“The Kite Runner” might be the year’s best example of a well-meaning movie that doesn’t have anything significantly wrong with it — it just doesn’t have anything significantly right with it, either. I feel just as bad criticizing it as I would recommending it.
Anemically adapted by “Troy” screenwriter David Benioff from Khaled Hosseini’s bestselling novel, “The Kite Runner” was directed by Marc Forster. In tone, it falls somewhere between the two films he’s best known for: It has alarming plot elements like “Monster’s Ball,” but it’s toned down and glossed up like “Finding Neverland.” Consequently, those traumatic events barely register, either with the characters or with the viewer.

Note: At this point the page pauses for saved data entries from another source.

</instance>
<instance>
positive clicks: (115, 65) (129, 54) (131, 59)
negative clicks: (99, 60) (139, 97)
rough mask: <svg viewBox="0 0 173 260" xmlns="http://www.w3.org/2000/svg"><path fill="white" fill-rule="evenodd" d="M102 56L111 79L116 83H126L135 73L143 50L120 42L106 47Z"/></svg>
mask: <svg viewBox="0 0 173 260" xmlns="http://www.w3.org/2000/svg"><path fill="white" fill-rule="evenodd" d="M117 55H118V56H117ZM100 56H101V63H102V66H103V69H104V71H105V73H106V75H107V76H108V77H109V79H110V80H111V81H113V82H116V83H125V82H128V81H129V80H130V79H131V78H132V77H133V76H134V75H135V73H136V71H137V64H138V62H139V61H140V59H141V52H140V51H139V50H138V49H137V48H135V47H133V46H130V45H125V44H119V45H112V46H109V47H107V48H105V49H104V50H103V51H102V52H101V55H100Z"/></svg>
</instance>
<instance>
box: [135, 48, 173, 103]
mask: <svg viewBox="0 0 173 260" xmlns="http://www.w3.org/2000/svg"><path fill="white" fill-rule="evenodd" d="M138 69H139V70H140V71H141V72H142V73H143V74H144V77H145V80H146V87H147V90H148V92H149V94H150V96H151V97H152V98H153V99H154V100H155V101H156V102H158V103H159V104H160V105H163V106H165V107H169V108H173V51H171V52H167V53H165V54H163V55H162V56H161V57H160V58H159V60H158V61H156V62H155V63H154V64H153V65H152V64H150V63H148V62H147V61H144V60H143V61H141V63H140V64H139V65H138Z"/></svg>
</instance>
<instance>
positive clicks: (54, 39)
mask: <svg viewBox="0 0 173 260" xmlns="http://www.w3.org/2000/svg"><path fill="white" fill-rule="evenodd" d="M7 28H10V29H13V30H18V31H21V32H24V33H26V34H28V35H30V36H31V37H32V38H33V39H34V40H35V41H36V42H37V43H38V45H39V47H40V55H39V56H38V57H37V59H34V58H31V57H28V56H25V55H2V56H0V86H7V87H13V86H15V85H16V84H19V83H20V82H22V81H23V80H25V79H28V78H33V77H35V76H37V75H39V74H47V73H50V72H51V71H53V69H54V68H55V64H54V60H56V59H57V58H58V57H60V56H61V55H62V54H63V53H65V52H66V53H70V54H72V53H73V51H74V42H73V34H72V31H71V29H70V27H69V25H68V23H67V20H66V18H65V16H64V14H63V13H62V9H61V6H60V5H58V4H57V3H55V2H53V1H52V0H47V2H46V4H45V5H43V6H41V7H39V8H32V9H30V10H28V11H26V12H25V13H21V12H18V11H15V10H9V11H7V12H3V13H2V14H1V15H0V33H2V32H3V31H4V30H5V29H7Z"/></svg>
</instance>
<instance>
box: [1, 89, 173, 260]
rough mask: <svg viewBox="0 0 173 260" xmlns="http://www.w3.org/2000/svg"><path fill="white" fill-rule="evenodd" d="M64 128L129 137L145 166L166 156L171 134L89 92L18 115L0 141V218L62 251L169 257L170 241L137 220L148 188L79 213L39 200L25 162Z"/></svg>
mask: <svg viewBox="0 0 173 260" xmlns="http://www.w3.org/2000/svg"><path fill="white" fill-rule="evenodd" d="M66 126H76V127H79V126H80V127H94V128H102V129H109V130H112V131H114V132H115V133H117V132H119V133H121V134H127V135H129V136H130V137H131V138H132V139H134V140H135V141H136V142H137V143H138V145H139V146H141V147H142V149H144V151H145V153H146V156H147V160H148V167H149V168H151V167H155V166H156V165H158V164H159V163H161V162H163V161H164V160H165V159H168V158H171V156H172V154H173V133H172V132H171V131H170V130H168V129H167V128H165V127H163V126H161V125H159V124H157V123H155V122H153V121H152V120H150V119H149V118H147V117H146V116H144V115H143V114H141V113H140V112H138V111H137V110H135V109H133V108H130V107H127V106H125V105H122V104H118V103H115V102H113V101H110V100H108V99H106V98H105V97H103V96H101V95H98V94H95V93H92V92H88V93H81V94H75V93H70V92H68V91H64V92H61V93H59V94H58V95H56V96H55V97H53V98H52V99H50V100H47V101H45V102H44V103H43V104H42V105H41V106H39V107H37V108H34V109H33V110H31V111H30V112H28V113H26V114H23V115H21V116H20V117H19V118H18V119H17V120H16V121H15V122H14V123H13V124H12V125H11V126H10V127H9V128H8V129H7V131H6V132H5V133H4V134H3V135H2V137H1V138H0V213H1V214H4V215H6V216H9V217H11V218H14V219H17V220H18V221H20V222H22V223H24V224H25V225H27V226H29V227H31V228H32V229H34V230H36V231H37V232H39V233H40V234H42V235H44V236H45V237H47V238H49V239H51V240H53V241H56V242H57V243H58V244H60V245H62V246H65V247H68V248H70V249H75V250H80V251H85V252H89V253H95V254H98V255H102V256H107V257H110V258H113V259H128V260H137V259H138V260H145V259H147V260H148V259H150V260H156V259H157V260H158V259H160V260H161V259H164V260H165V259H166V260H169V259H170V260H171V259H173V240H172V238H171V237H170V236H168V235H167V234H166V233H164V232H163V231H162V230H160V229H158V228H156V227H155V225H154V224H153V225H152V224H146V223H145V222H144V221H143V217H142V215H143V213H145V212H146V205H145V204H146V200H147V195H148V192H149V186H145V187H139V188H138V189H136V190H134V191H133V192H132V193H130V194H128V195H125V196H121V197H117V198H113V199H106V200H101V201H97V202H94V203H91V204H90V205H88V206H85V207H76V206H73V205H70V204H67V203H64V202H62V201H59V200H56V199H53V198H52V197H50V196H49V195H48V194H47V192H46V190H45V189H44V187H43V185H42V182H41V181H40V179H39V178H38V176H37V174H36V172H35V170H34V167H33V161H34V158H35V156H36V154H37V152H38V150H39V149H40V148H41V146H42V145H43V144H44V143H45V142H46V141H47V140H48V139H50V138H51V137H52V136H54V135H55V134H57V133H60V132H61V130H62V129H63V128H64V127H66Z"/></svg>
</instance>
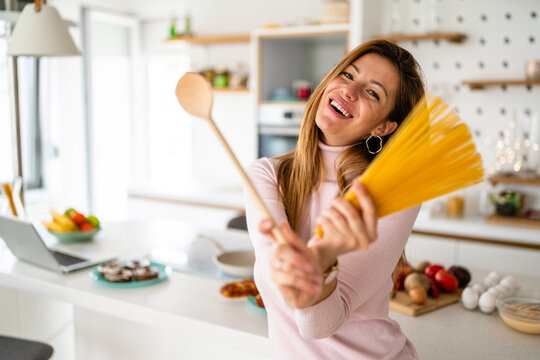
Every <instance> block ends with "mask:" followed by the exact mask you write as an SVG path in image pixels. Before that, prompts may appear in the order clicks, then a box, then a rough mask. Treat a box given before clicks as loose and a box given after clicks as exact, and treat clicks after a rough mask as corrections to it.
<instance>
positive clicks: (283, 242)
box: [176, 72, 287, 244]
mask: <svg viewBox="0 0 540 360" xmlns="http://www.w3.org/2000/svg"><path fill="white" fill-rule="evenodd" d="M212 97H213V90H212V86H211V85H210V83H209V82H208V80H206V78H205V77H204V76H202V75H201V74H198V73H193V72H187V73H185V74H184V76H182V77H181V78H180V80H178V83H177V84H176V98H177V99H178V102H179V103H180V105H182V107H183V108H184V110H186V112H187V113H189V114H191V115H193V116H196V117H199V118H203V119H205V120H206V121H208V124H210V126H211V127H212V130H214V132H215V134H216V136H217V137H218V139H219V141H220V142H221V145H223V147H224V148H225V150H226V151H227V154H228V155H229V156H230V158H231V160H232V161H233V163H234V165H235V166H236V169H237V170H238V172H239V173H240V175H241V176H242V179H243V180H244V183H245V184H246V186H247V188H248V189H249V191H250V192H251V194H252V195H253V197H254V198H255V200H256V201H257V204H258V205H259V208H260V209H261V211H262V212H263V213H264V215H265V216H266V217H267V218H268V219H270V220H272V223H273V227H272V234H273V235H274V236H275V238H276V239H277V241H278V242H279V243H280V244H287V241H286V240H285V237H284V236H283V234H282V233H281V230H280V229H279V227H278V226H277V224H276V221H275V220H274V218H273V217H272V215H271V214H270V211H268V208H267V207H266V205H265V204H264V202H263V200H262V198H261V196H260V195H259V193H258V192H257V189H255V186H253V183H252V182H251V180H250V178H249V177H248V176H247V174H246V172H245V171H244V168H242V165H240V162H239V161H238V159H237V158H236V156H235V155H234V153H233V151H232V149H231V147H230V146H229V144H228V143H227V141H226V140H225V138H224V137H223V135H222V134H221V131H219V129H218V127H217V126H216V123H215V122H214V120H212V116H211V113H212Z"/></svg>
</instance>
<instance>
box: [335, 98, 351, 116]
mask: <svg viewBox="0 0 540 360" xmlns="http://www.w3.org/2000/svg"><path fill="white" fill-rule="evenodd" d="M330 105H332V107H333V108H334V109H336V111H338V112H339V113H341V114H342V115H343V116H346V117H351V114H349V113H348V112H347V111H345V109H343V108H342V107H341V105H339V104H338V103H337V102H336V101H334V100H332V101H330Z"/></svg>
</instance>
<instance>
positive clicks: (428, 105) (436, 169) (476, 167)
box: [316, 95, 484, 237]
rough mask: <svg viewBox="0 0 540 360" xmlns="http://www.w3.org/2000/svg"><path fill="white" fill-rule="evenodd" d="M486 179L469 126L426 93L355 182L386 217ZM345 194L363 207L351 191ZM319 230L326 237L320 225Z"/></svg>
mask: <svg viewBox="0 0 540 360" xmlns="http://www.w3.org/2000/svg"><path fill="white" fill-rule="evenodd" d="M483 179H484V169H483V167H482V159H481V157H480V154H478V152H477V151H476V147H475V144H474V142H473V140H472V136H471V134H470V132H469V129H468V128H467V126H466V125H465V124H464V123H462V122H461V120H460V118H459V117H458V115H457V114H456V113H455V112H454V111H453V110H452V109H451V108H450V107H449V106H448V104H446V103H445V102H443V101H442V100H441V99H440V98H438V97H434V96H431V95H426V96H424V97H423V98H422V99H421V100H420V101H419V102H418V104H417V105H416V106H415V107H414V108H413V110H411V112H410V113H409V115H408V116H407V117H406V119H405V120H404V121H403V123H402V124H401V126H400V127H399V129H398V130H397V131H396V133H395V134H394V135H393V136H392V137H391V138H390V140H389V141H388V143H387V144H386V145H385V146H384V148H383V150H382V151H381V152H380V153H379V154H378V155H377V156H376V158H375V159H374V160H373V161H372V162H371V164H370V165H369V166H368V168H367V169H366V171H365V172H364V173H363V174H362V175H361V176H360V177H359V178H357V179H355V180H354V181H358V182H360V183H361V184H362V185H363V186H364V188H365V189H366V191H367V192H368V193H369V195H370V196H371V198H372V200H373V202H374V205H375V209H376V211H377V216H378V217H384V216H387V215H390V214H392V213H395V212H398V211H401V210H404V209H407V208H410V207H412V206H415V205H418V204H421V203H422V202H424V201H427V200H430V199H433V198H436V197H439V196H442V195H444V194H448V193H450V192H453V191H456V190H458V189H462V188H464V187H467V186H470V185H473V184H477V183H480V182H482V181H483ZM344 198H345V199H346V200H347V201H349V202H350V203H351V204H352V205H353V206H355V207H356V208H357V209H359V210H361V209H360V204H359V203H358V199H357V198H356V195H355V194H354V192H353V191H352V190H349V191H347V192H346V193H345V195H344ZM316 232H317V234H318V235H319V237H322V235H323V233H322V229H321V228H320V227H318V228H317V229H316Z"/></svg>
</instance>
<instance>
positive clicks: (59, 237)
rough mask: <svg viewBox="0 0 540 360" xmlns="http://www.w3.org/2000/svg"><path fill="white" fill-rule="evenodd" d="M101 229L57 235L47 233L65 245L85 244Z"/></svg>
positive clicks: (97, 228)
mask: <svg viewBox="0 0 540 360" xmlns="http://www.w3.org/2000/svg"><path fill="white" fill-rule="evenodd" d="M100 230H101V229H100V228H97V229H95V230H92V231H72V232H65V233H58V232H54V231H49V233H51V234H52V235H53V236H54V237H56V238H57V239H58V241H59V242H61V243H64V244H67V243H74V242H87V241H91V240H92V239H93V238H94V235H96V234H97V233H98V232H99V231H100Z"/></svg>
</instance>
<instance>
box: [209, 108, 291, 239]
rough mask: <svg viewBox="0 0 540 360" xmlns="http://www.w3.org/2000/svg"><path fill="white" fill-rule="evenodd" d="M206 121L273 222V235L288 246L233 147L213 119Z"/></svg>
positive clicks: (263, 210)
mask: <svg viewBox="0 0 540 360" xmlns="http://www.w3.org/2000/svg"><path fill="white" fill-rule="evenodd" d="M206 120H208V123H210V126H211V127H212V129H213V130H214V132H215V133H216V135H217V137H218V139H219V141H220V142H221V145H223V147H224V148H225V150H226V151H227V154H229V156H230V158H231V160H232V161H233V163H234V165H235V166H236V169H237V170H238V172H240V176H241V177H242V180H244V183H245V184H246V186H247V188H248V190H249V191H250V192H251V194H252V195H253V197H255V200H256V201H257V204H258V205H259V208H260V210H261V211H262V212H263V213H264V215H265V217H266V218H268V219H270V220H272V223H273V227H272V234H273V235H274V236H275V237H276V239H277V241H278V243H279V244H282V245H284V244H287V240H285V237H284V236H283V233H282V232H281V230H280V228H279V227H278V225H277V224H276V221H275V220H274V217H273V216H272V215H271V214H270V211H268V208H267V207H266V204H265V203H264V201H263V200H262V198H261V196H260V195H259V192H258V191H257V189H255V186H254V185H253V183H252V182H251V179H250V178H249V176H247V174H246V172H245V171H244V168H243V167H242V165H241V164H240V162H239V161H238V159H237V158H236V155H234V153H233V151H232V149H231V147H230V146H229V144H228V143H227V140H225V138H224V137H223V135H222V134H221V131H219V129H218V127H217V126H216V123H215V122H214V120H212V118H211V117H208V118H207V119H206Z"/></svg>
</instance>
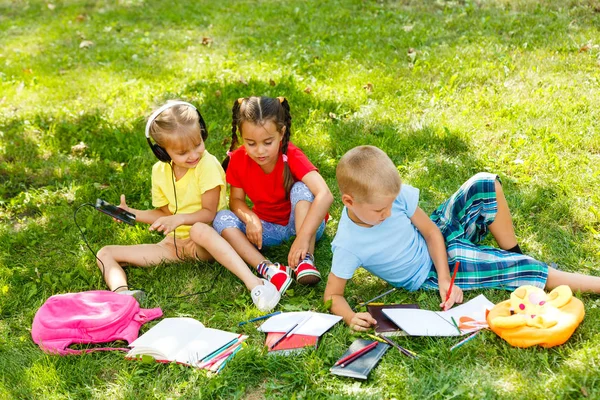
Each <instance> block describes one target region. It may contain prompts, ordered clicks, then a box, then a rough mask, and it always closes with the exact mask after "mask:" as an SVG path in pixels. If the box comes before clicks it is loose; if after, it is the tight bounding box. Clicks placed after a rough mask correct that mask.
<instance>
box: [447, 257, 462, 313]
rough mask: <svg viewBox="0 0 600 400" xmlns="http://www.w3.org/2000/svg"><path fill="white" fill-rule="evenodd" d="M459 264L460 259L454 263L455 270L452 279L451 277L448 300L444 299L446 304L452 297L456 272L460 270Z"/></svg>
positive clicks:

It’s an American production that was shot partially in China with dialogue mostly in Dari, a Persian dialect spoken in Afghanistan. It is in Kabul in 1978 that we meet Amir (Zekeria Ebrahimi) and Hassan (Ahmad Khan Mahmidzada), two young boys and best friends. Amir’s father, called Baba (Homayoun Ershadi), is a wealthy politician, and Hassan is the son of their housekeeper. They are an expert kite-flying team (a popular sport among the children in their neighborhood), and Hassan — an intensely calm boy — is more than happy to be the one who fetches the kite when it falls.
Baba thinks Amir is weak and spineless; meanwhile, he dotes on the less-fortunate Hassan and his father, treating the lad like a second son. When bullies pick on Amir for having a “flat-nosed Hazara” for a friend (referring to Hassan’s ethnicity), Amir’s resentment grows. He later fails to act to prevent harm from befalling Hassan, then compounds his guilt by sabotaging his friendship with him. For all of this he cannot forgive himself.
We jump ahead 10 years. Everyone fled Kabul when the Soviets invaded in 1979; Amir (now played by Khalid Abdalla) now lives with his ailing old father in California, maintaining a booth at an open-air market while trying to become a professional writer. His ambitions aren’t taken seriously, not by his dad, and not by Taheri (Qadir Farookh), a once-powerful Afghan general that Baba wants to impress. But Taheri’s beautiful daughter Soraya (Atossa Leoni) takes Amir seriously, and they fall in love.
Eventually Amir must return to his homeland, now firmly under Taliban rule, to make amends with Hassan’s family. It is meant to be his act of redemption, but the film’s muted tone hasn’t succeeded at conveying the enormity of his guilt, so the redemption doesn’t feel as sweet as it ought to.
The children who play young Amir and Hassan are non-actors, and they give natural, unforced performances. It’s hard to say whether two boys with more acting experience could have done more to bring the characters’ complex emotions and motivations to light. I’m inclined to think yes — though there’s something to be said for the authenticity Forster got with these two.
Khalid Abdalla and Homayoun Ershadi are fine as the adult Amir and his father, with Shaun Toub giving a nice anchor performance as Rahim Kahn, a family friend who comes in and out of Amir’s life. The movie’s flaws are not large enough to make it unwatchable, or even “bad.” It’s the kind of film whose major accomplishment is to make you think, “Wow, the book is probably really good. I should have stayed home and read it.”